Other Record-Breaking Bridges by Span Type
Not all record-breaking bridges rank by total linear length. Some hold titles in other categories worth noting:
- 1915 Çanakkale Bridge (Turkey): Holds the record for the longest suspension bridge in the world by main span (2,023 meters), not total length.
- Evergreen Point Floating Bridge (USA): Known as the longest floating bridge in the world, it was built on pontoons across Lake Washington.
- Jiaozhou Bay Bridge (China): Often cited as the longest underwater bridge in the world due to its submerged tunnel section, but its total uninterrupted length doesn’t qualify for this list.
- Chaotianmen Bridge (China): Holds the record for the longest arch bridge in the world by arch span, not by full span or total length.
These structures highlight how definitions like main span, floating section, or underwater component create entirely different record categories. They're iconic in their own right, even if they don’t appear in this total-length ranking.

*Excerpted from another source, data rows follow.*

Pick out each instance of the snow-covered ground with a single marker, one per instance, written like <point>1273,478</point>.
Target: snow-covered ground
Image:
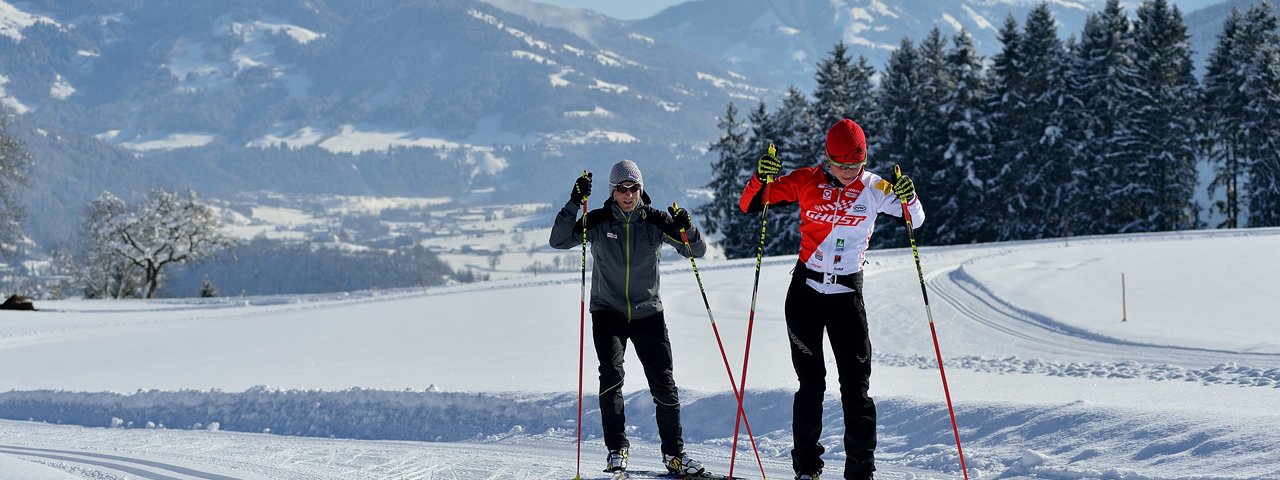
<point>1054,371</point>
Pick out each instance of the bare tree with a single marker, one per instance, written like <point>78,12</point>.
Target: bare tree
<point>14,163</point>
<point>132,245</point>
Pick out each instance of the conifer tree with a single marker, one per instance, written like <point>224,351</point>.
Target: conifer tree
<point>1002,106</point>
<point>14,164</point>
<point>899,105</point>
<point>1224,109</point>
<point>1261,128</point>
<point>1162,179</point>
<point>722,216</point>
<point>958,188</point>
<point>796,147</point>
<point>1105,80</point>
<point>832,97</point>
<point>863,106</point>
<point>1036,181</point>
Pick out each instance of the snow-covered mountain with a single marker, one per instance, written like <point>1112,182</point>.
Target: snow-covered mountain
<point>1059,368</point>
<point>407,97</point>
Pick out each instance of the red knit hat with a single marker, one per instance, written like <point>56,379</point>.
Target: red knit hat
<point>845,142</point>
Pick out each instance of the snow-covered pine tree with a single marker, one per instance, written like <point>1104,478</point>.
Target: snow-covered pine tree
<point>862,103</point>
<point>1104,78</point>
<point>959,195</point>
<point>1164,178</point>
<point>722,215</point>
<point>1002,105</point>
<point>1040,168</point>
<point>1262,115</point>
<point>1223,120</point>
<point>927,164</point>
<point>897,105</point>
<point>795,128</point>
<point>14,164</point>
<point>832,99</point>
<point>901,138</point>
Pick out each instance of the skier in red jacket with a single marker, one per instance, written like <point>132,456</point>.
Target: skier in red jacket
<point>839,201</point>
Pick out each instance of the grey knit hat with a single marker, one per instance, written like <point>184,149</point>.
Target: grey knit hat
<point>625,170</point>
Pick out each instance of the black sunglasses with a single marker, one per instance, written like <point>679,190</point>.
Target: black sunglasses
<point>622,188</point>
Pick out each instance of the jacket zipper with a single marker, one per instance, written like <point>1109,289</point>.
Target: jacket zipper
<point>626,228</point>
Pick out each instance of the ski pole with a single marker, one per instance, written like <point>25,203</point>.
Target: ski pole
<point>919,272</point>
<point>721,344</point>
<point>581,341</point>
<point>750,319</point>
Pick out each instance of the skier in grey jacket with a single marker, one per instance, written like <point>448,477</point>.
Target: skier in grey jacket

Looking Beyond Length: The Future of Bridge Engineering
What makes these bridges worth watching isn’t just their size - it’s what they signal. By 2025, record-setting efforts have shifted from total length to structural complexity, with engineers now tackling height, terrain, and extreme environments.
This shift marks a turning point for infrastructure and construction leaders. Future bridges must solve more complex problems, not just stretch farther. Success will come from spans that adapt, endure, and push what's possible even further.